Assainissement non collectif. Défaut de mise aux normes. Sanctions

L'article L 1331-1-1 du code de la santé publique dispose que le propriétaire d'une installation d'assainissement non collectif doit procéder aux travaux prescrits par le document établi à l'issue du contrôle dans un délai de 4 ans ou d'un an en cas de vente. Si le propriétaire refuse de procéder aux travaux prescrits dans les délais impartis, le service public de l'assainissement non collectif peut faire usage des prérogatives du maire au titre du pouvoir de police et de salubrité et, après mise en demeure préalable du propriétaire, faire procéder d'office aux travaux nécessaires aux frais du propriétaire (JO Sénat, 19.10.2017, question n° 00137, p. 3259). NDLR : cette réponse ministérielle nécessite une précision dans la mesure où l’exécution d’office n’est possible, en général, que si la loi l’a spécialement prévue, ce qui n’est pas le cas en l’espèce.

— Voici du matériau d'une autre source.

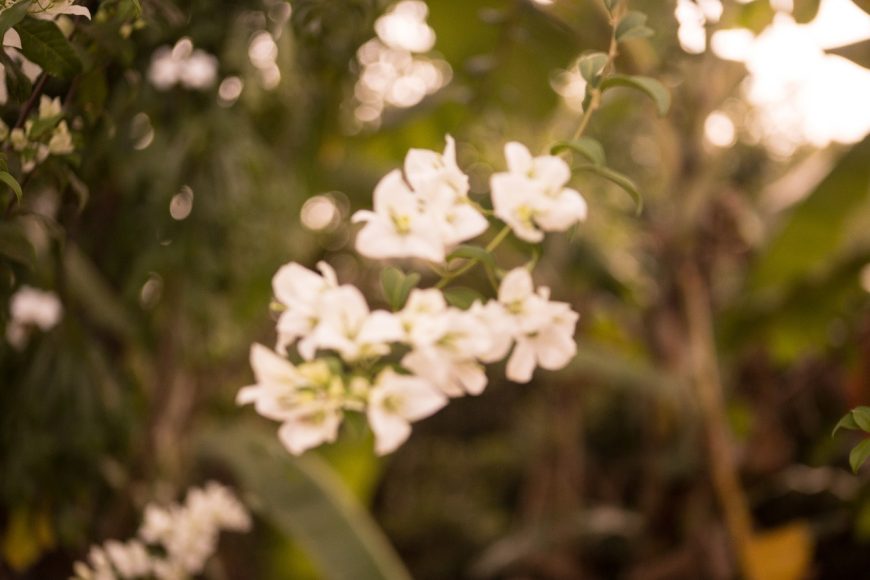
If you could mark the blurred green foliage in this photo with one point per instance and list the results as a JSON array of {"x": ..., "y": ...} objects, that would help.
[{"x": 597, "y": 471}]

Mais la jurisprudence a admis la possibilité d’étendre le domaine de l’exécution d’office dans deux circonstances : - l’impossibilité de toute autre solution : il se peut que tous les moyens de persuasion ou de coercition à la disposition de l’autorité administrative aient échoué. Tel sera le cas, par exemple, si le contrevenant préfère payer les contraventions mises à sa charge par le juge pénal plutôt que d’exécuter ce qui lui a été demandé. Mais le juge se montre toujours sévère sur l’existence de cette impossibilité : le recours à un juge pour obtenir satisfaction doit être véritablement impossible ou inefficace (TC, 22 juin 1998, préfet de la Guadeloupe, n° 03105) ; - l’urgence de l’exécution : des circonstances particulières, constitutives d’une situation d’urgence exceptionnelle, peuvent justifier une exécution d’office qui aurait été normalement illégale. Le juge exige alors qu’il s’agisse d’un « danger grave et imminent » (CE, 10 février 1943, Béziers), ou d’une situation de « nécessité publique urgente » (CE, 8 novembre 1932, Devin).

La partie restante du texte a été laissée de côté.